In a coronavirus pandemic-altered season -- one in which some junior leagues were unable to play -- Blake not only played, he scored two championship-winning goals in two months.

"The reason that happens is because, first off, he's an unbelievable kid. . . a great hockey player," Chicago coach Brock Sheahan said. "But he's competitive. And he wants to win. If you watched his game throughout the playoffs, he made the adjustments he needed to make to play the game the right way. His skillset helps him create. And when he's doing things -- the habits and details we preach all the time -- at a high level, he generates. He generated a ton tonight and he got rewarded."

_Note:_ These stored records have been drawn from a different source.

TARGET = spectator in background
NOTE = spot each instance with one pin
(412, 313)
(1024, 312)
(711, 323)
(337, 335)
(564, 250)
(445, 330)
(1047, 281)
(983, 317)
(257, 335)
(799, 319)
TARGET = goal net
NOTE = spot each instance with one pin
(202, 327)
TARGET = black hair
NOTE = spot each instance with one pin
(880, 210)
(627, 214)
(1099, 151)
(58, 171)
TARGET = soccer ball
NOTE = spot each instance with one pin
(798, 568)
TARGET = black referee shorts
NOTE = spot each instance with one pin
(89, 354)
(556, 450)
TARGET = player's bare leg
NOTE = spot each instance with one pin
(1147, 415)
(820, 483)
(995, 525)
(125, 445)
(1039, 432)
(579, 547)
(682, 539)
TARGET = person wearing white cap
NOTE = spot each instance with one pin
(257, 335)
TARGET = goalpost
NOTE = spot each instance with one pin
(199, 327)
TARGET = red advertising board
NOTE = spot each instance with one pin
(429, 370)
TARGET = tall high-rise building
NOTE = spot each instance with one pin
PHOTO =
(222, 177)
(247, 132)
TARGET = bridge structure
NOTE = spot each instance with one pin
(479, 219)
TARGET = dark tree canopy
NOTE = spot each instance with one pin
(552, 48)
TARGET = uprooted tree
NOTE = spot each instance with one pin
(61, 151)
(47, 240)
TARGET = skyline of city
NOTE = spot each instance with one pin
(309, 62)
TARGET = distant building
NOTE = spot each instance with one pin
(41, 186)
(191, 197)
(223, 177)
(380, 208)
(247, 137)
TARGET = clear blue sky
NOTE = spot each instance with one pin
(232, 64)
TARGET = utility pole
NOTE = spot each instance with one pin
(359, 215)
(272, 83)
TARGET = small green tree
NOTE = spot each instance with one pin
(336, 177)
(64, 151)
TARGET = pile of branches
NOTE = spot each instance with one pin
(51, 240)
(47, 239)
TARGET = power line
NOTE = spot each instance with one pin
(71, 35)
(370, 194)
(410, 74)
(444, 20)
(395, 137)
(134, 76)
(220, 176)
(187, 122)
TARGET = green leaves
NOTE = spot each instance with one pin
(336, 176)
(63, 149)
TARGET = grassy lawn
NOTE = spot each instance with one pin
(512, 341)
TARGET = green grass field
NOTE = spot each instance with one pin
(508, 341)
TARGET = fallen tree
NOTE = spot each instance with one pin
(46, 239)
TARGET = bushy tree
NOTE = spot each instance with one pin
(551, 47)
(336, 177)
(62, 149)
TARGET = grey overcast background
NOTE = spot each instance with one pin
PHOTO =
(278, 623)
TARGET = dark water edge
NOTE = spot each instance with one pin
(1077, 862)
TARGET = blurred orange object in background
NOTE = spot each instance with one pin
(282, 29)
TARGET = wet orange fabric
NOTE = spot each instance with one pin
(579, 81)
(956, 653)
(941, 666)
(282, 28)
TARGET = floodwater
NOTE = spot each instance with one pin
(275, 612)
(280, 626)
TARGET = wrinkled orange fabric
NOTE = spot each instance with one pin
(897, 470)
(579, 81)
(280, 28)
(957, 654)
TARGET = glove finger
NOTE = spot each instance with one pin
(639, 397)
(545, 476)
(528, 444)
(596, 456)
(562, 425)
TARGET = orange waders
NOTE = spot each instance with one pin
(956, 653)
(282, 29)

Blake started the season by playing 21 games for Chicago. After agonizing for three weeks whether to stay with Chicago all year or go back to play one last prep hockey season, he decided to re-join his friends at Eden Prairie. Then, he returned to Chicago in mid-April, just in time for the USHL playoff run.

"I took a chance at going home to Minnesota and that worked out," Blake said, "and coming back worked out as well. It's definitely the most fortunate year of my life."

On Saturday night, the game was tied 1-1 in the second period when Blake got inside positioning on Fargo forward Bear Hughes and pounced on a rebound at 13:17. That goal gave Chicago the lead for good.

It was the first point of the playoffs for Blake, who had 17 points in 25 regular-season games.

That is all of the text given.